2007年11月より、「テロ対策」を名目にして、16歳以上のすべての外国人から、入国・再入国に際して指紋と顔画像の生体情報を提供させ、ブラックリストと照合させてヒットしたものの退去を命じる入国管理が行われている。
だが、現在まで、このシステムによってテロリストが摘発されたという話はない。2000年から外国人登録法の指紋採取制度は廃止されたが、7年にして出入国管理及び難民認定法(入管法)で指紋採取が復活した。
今、世界的にテロ対策の名の下に、各国で入国管理が厳格化されつつあるが、それにつれて人権侵害が発生する割合も高まってくる。

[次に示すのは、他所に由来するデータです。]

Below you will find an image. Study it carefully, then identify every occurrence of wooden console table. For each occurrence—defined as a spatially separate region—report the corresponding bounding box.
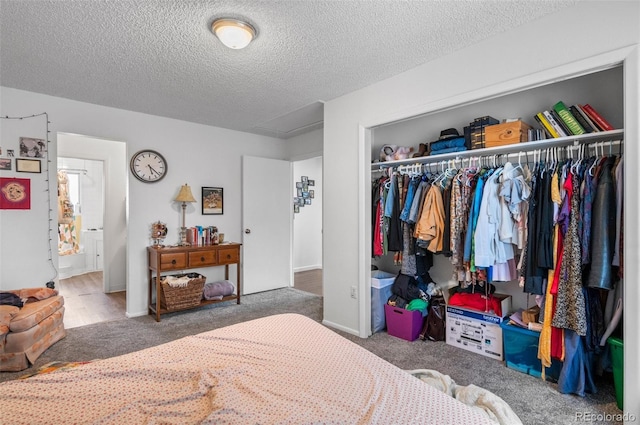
[147,243,241,321]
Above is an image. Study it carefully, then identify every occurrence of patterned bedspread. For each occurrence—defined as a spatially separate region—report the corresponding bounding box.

「外国人」に対する入国管理政策の動向は、やがて自国民への管理・監視にもつながる問題に発展する可能性があるので、その動向に注意が必要である。
現在、さらに1)現在の外国人登録法を廃止し、2)入管法の中に「在留カード」を柱とする「新たな在留管理制度」を新設し、3)日本国民を対象とする住民基本台帳法とは別に「外国人台帳法」を制定する、という趣旨の外国人管理に関する法改正を行うべく、法務省は準備を始めている。
これまでの在留管理は、法務省による入国時や在留更新時の審査と、市町村による外国人登録との二元的なものになっていた。
「新たな在留管理制度」は、在留管理情報を法務省・入管局に一元化して継続的に外国人の個人情報を把握しようとしている。
具体的には、上陸許可、在留期間の更新、在留資格の変更の許可申請に各種事項を記録され、「在留カード」の交付を受け、登録事項の変更があればすみやかに在留期間の途中でも届け出をしなければならなくなる。
また、留学・就学先や研修先などの所属機関から情報提供させる制度を創設するとともに、外国人に関する情報を関係行政機関と相互に照会・提供できるようにするという狙いがある。
新たな在留管理制度の下に作られるとされる外国人台帳制度は、市町村が「法定受託事務」として外国人が法務省に居住地を届け出る窓口となる。
ただし、市町村は「自治事務」として、特別永住権を含む中長期在留外国人が届け出た居住地・世帯情報と、法務省から提供される外国人の在留情報(身分事項、在留更新許可・不許可、処分、出国などの情報)をもとに外国人台帳を整備する。
日本で生活する16歳以上の中長期滞在の外国人は、ICチップ登載のカードを受領し、常時携帯することが、刑事罰によって義務付けられる。
問題点は、在留カードによって個人情報が集中されることにより、それだけセンシティブな情報が流出する危険もある。
また、国連の自由権規約委員会は現行の外国人登録証明書について、永住外国人に対して刑事罰をもって義務付けることは自由権規約26条に違反する差別的な制度であると勧告されている。新しいICチップ登載の在留カードは、この「差別的扱い」をさらに強化することになる。
これまでは、オーバーステイになっている非正規滞在者や難民申請中の外国籍住民にも自治体が外国人登録証を出すことが可能であり、子供の教育を受ける権利や、住民としてのサービスのかなりの部分を受けることが可能であった。
しかし、新しい在留カードや外国人台帳の導入によって、住民としての把握が困難になり、「透明人間」化する結果になる可能性がある。
むしろ住民基本台帳法を改正して、外国籍住民も日本国籍者も同等に扱うほうが妥当ではないのかと思われる。